The statement that domestic animals, especially horses, are simultaneously affected with man at the time of large influenza epidemics, and are victims of this human disease, can be traced back for some distance in the annals of epidemics. In England especially, both during the previous century as well as during all the epidemics of the present century, was this point the subject of special attention. In the last pandemics, too, attention was drawn by Finkler and others to the "highly astonishing"and "interesting" coincidence of human influenza and that of horses.

The English collective investigation of 1889-1890 laid such importance upon this point that on their inquiry forms a separate question was given to it: " Have you observed any unusual complaints among domestic animals? in what animals and with what symptoms?"
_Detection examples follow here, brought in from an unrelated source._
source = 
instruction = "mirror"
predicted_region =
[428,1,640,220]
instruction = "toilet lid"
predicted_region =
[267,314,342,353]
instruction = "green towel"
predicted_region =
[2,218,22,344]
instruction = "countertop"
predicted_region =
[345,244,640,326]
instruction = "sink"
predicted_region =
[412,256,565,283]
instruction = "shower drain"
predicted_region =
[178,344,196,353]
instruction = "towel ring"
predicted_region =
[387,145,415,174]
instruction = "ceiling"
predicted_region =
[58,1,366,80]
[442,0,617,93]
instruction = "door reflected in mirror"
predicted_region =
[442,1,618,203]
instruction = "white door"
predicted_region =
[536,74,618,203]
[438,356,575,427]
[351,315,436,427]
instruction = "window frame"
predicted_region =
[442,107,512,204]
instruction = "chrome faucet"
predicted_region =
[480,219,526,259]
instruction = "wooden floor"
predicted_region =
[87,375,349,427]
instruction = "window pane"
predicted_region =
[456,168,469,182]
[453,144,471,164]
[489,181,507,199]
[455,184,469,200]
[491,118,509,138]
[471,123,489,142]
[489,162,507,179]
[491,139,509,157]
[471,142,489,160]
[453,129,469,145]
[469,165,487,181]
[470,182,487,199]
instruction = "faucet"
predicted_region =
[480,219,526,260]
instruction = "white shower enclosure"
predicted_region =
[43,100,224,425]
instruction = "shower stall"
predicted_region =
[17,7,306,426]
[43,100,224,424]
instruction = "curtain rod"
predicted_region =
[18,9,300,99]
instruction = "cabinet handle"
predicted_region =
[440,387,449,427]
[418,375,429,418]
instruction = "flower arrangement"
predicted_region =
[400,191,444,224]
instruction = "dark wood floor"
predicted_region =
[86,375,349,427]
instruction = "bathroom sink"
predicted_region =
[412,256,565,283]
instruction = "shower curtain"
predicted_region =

The answers were very numerous (compare Parsons' reports), and were affirmative in regard to horses, but negative regarding cats, dogs, and canaries and other domestic birds.

Although there is a considerable literature on this subject, it can really be dismissed in the following few words: Human influenza is a disease which is peculiar to the human race and, up to the present time, has not been observed in animals.

This statement applies also to the much discussed influenza of horses, an epizootic disease which is quite common and was not more prevalent at the time of the last influenza epidemic than before. Various contagious diseases of the horse are called "influenza."

1. The catarrhal influenza or "la grippe," a disease of the whole respiratory mucous membrane, occasionally ending in bronchopneumonia.

2. The "erysipelatous influenza" (erysipelas, "horse typhoid," horse scourge), characterized by a marked involvement of the digestive tract, by petechias, erysipelatous swellings, conjunctivitis ("pink eye"), grave nervous symptoms, but comparatively benign. It is alleged that this form is transmissible to dogs and to human beings.

3. The "pectoral influenza," a contagious pleuropneumonia due to a diplococcus, which differs, however, from the Diplococcus pneumoniae of man, and causes, when inoculated into mice, fatal septicemia. Of these forms it is only the first, the catarrhal, which has slight symptomatic resemblance to, but has really no connection with, human influenza, for the equine affection has frequently raged at times when the human race was entirely free from influenza.